I am trying to implement the Q-Learning algorithm in R :
# Define the map
map <- matrix(c(0, 1, 1, 0, 0, 0, 0, 1), nrow = 2, ncol = 4, byrow = TRUE)
# State labels
rownames(map) <- c("Start", "End")
# Action labels
colnames(map) <- c("Up", "Down", "Left", "Right")
# Rewards for each state-action pair
rewards <- matrix(c(-1, -1, -1, -1, -1, -1, -1, 10), nrow = 2, ncol = 4, byrow = TRUE)
# Q-Learning Algorithm
q_learning <- function(P, R, gamma = 0.9, alpha = 0.1, epsilon = 0.1, max_iter = 1000) {
# Initialize the Q-value function
Q <- matrix(rep(0, nrow(P) * ncol(P)), nrow = nrow(P), ncol = ncol(P))
# Initialize the state
state <- sample(1:nrow(P), 1)
# Iterate until convergence or maximum iterations reached
for (i in 1:max_iter) {
# Choose an action using epsilon-greedy policy
if (runif(1) < epsilon) {
action <- sample(1:ncol(P), 1)
} else {
action <- which.max(Q[state, ])
}
# Observe the next state and reward
prob <- P[state, action]
next_state <- sample(1:nrow(P), 1, prob = prob)

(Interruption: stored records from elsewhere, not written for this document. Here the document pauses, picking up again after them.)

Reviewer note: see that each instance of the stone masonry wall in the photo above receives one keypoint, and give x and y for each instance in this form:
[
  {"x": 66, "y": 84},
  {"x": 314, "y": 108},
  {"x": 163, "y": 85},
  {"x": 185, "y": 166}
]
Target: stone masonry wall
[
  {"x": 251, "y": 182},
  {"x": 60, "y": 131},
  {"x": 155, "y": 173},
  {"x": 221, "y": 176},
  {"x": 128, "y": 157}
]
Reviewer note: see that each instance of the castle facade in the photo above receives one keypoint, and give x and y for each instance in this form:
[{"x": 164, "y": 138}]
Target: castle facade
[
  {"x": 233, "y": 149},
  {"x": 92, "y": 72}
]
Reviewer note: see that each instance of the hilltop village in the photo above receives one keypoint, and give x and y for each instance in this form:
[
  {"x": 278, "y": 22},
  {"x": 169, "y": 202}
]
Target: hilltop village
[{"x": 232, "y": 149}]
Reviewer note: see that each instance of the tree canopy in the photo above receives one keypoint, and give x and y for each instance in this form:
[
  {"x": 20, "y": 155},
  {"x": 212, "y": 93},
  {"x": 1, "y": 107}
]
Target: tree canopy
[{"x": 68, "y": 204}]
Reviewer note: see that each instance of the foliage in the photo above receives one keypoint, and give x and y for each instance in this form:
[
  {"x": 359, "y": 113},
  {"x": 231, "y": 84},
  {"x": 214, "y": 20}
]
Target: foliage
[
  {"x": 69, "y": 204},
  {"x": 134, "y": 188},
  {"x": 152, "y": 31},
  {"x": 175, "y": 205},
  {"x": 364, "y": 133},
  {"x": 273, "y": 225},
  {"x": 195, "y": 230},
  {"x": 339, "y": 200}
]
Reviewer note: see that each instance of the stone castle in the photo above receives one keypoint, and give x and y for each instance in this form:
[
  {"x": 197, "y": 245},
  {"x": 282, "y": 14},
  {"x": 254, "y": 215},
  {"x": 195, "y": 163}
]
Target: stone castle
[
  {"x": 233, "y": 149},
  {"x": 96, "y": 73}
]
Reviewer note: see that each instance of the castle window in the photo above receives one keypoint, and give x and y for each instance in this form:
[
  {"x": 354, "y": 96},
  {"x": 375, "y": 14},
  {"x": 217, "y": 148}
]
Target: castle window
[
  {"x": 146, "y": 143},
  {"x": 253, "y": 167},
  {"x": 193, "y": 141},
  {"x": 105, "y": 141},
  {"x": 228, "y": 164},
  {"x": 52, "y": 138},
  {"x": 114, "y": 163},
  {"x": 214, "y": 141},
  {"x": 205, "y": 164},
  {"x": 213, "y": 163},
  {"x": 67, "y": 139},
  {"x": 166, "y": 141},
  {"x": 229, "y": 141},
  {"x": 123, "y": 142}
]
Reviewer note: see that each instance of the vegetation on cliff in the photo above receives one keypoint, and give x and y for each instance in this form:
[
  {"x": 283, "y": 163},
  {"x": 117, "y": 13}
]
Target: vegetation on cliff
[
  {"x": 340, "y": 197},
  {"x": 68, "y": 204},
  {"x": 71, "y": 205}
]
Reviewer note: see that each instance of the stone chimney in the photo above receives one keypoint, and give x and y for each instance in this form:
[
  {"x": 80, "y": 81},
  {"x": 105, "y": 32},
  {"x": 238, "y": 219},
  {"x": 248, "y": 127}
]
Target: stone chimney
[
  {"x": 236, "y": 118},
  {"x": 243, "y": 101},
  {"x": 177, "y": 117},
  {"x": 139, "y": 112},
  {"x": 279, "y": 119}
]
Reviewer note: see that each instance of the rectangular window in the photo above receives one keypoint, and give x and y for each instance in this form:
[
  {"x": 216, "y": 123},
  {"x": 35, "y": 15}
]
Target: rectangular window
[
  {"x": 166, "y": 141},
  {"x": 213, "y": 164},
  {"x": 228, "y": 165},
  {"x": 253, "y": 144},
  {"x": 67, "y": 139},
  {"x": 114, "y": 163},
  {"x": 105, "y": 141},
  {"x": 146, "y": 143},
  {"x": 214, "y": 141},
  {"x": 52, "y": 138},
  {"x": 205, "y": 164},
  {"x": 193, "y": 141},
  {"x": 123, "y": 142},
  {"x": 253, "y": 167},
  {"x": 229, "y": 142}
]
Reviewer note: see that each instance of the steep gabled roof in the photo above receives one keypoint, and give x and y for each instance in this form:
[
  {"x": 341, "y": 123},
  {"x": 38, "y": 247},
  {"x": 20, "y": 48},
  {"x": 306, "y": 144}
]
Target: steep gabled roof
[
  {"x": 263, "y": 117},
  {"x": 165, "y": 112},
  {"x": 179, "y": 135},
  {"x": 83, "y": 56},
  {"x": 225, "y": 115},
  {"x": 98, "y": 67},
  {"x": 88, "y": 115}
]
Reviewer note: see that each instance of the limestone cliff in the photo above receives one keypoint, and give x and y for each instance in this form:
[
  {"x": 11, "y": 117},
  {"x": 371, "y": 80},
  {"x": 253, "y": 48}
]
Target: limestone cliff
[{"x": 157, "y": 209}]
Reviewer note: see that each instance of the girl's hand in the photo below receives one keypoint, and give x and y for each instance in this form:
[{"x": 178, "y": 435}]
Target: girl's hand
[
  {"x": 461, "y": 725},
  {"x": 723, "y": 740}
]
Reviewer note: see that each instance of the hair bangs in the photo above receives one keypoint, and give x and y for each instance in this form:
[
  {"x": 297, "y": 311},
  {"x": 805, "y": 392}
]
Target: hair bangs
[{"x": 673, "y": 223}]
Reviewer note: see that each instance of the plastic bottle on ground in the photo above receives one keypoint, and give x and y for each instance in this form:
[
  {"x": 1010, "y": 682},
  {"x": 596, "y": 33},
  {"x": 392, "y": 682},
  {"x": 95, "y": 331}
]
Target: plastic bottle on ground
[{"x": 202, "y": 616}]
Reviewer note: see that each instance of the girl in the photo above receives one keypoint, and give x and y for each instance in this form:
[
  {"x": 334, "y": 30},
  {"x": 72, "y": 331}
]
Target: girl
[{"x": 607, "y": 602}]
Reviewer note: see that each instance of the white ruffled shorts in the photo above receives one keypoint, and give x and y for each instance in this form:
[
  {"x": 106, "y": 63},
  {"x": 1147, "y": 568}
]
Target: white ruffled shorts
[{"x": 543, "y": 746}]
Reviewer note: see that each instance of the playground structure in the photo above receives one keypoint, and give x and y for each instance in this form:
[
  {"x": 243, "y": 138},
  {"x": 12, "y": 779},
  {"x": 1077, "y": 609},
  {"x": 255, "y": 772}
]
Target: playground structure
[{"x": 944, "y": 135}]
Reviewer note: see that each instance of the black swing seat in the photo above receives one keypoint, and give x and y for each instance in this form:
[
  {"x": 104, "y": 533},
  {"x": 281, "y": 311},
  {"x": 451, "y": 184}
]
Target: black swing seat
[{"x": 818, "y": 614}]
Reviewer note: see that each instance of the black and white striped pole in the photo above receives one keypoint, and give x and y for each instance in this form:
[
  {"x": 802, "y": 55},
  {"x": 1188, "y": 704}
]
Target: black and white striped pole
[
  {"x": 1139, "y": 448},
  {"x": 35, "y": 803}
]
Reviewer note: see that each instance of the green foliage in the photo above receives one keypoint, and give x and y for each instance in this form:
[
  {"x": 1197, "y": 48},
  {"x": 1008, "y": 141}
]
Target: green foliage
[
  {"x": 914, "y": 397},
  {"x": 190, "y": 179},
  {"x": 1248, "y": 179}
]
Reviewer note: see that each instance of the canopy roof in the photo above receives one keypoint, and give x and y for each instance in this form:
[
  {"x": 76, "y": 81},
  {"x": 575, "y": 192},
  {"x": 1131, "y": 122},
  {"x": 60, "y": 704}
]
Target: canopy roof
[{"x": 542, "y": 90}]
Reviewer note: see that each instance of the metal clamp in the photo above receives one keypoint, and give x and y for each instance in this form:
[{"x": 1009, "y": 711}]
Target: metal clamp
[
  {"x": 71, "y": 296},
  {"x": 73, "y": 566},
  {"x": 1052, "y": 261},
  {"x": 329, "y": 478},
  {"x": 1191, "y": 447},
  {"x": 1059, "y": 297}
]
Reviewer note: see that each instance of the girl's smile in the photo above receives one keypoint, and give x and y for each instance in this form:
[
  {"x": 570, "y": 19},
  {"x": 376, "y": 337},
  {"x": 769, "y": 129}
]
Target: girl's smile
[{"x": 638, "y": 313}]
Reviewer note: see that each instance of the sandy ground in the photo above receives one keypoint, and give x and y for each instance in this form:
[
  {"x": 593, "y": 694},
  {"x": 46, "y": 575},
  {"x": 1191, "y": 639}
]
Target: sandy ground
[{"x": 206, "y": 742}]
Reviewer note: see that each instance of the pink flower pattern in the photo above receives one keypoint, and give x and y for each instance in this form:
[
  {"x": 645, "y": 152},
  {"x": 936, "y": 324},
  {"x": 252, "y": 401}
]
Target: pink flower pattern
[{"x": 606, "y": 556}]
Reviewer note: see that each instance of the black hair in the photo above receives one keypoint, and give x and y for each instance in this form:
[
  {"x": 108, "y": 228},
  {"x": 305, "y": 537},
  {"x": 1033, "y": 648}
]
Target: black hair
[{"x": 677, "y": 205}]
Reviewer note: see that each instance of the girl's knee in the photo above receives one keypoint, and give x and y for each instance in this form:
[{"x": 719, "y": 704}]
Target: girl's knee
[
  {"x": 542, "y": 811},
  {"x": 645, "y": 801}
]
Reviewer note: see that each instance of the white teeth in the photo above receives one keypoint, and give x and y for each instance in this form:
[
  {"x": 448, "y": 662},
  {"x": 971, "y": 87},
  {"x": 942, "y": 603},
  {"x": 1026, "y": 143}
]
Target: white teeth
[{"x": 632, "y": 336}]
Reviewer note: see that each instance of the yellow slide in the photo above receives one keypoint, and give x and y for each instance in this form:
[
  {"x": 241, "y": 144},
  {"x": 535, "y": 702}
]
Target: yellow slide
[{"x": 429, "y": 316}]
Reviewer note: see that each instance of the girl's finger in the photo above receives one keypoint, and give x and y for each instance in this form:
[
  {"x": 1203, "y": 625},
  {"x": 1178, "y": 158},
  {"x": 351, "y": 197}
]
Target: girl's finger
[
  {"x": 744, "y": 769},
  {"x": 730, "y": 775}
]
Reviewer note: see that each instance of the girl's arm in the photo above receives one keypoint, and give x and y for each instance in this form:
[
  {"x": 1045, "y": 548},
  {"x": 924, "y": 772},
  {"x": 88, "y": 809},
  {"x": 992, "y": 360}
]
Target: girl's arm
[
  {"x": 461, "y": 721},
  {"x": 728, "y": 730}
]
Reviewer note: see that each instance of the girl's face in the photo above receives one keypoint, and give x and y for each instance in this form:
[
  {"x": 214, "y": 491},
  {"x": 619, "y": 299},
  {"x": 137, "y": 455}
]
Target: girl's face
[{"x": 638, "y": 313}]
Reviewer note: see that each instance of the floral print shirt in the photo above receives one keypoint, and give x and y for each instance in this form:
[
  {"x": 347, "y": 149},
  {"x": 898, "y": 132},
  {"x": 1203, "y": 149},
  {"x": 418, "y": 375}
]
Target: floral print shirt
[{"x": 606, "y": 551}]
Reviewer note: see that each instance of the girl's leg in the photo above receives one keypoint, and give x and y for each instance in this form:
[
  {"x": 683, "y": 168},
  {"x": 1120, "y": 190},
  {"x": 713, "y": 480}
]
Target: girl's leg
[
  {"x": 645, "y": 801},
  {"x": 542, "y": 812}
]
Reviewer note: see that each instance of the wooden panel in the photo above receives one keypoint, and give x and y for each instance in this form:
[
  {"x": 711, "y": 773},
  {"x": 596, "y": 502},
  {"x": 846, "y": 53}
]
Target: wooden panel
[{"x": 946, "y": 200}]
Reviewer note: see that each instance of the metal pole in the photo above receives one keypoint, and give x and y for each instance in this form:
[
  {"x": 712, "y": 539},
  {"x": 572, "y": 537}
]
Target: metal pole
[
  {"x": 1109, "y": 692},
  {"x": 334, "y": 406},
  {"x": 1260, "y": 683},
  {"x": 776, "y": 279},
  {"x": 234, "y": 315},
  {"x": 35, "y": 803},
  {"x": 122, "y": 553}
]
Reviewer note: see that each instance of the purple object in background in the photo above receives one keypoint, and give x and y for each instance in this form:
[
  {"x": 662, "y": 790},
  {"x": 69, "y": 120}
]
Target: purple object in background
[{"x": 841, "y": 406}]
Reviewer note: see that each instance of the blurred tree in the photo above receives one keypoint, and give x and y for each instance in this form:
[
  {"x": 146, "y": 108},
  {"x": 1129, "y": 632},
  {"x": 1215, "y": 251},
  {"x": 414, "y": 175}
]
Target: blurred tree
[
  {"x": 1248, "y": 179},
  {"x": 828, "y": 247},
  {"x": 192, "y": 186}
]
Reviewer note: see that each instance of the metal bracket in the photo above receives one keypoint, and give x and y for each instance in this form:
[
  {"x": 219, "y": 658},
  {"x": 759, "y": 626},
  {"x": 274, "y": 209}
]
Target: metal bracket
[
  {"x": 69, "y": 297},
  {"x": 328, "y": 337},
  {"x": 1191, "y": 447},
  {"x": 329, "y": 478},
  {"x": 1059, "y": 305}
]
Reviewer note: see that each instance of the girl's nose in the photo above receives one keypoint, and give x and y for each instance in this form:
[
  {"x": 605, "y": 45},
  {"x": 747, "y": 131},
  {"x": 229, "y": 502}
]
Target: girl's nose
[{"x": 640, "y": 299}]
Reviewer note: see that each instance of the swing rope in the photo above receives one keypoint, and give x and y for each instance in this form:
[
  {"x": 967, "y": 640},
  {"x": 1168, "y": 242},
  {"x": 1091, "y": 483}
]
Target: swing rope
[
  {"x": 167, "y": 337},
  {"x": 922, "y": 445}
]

reward <- R[state, action]
# Update the Q-value function
Q[state, action] <- Q[state, action] + alpha * (reward + gamma * max(Q[next_state, ]) - Q[state, action])
# Update the state
state <- next_state
}
# Derive the optimal policy (argmax in R using the which.max)
policy <- apply(Q, 1, which.max)
# Return the Q-value function and policy
return(list(Q = Q, policy = policy))
}
# Run the Q-Learning Algorithm on the map
q_learning(P = map, R = rewards, gamma = 0.9, alpha = 0.1, epsilon = 0.1, max_iter = 1000)
I receive an error in the sample function of incorrect number of probabilities.
Error in sample.int(length(x), size, replace, prob) :
incorrect number of probabilities
How can I fix it ?
I'm not familiar with the algorithm, but, at a guess from looking at the code, you could try
prob <- P[ , action]
which will create a vector of length nrow(P)
. You will need to work through the logic for yourself!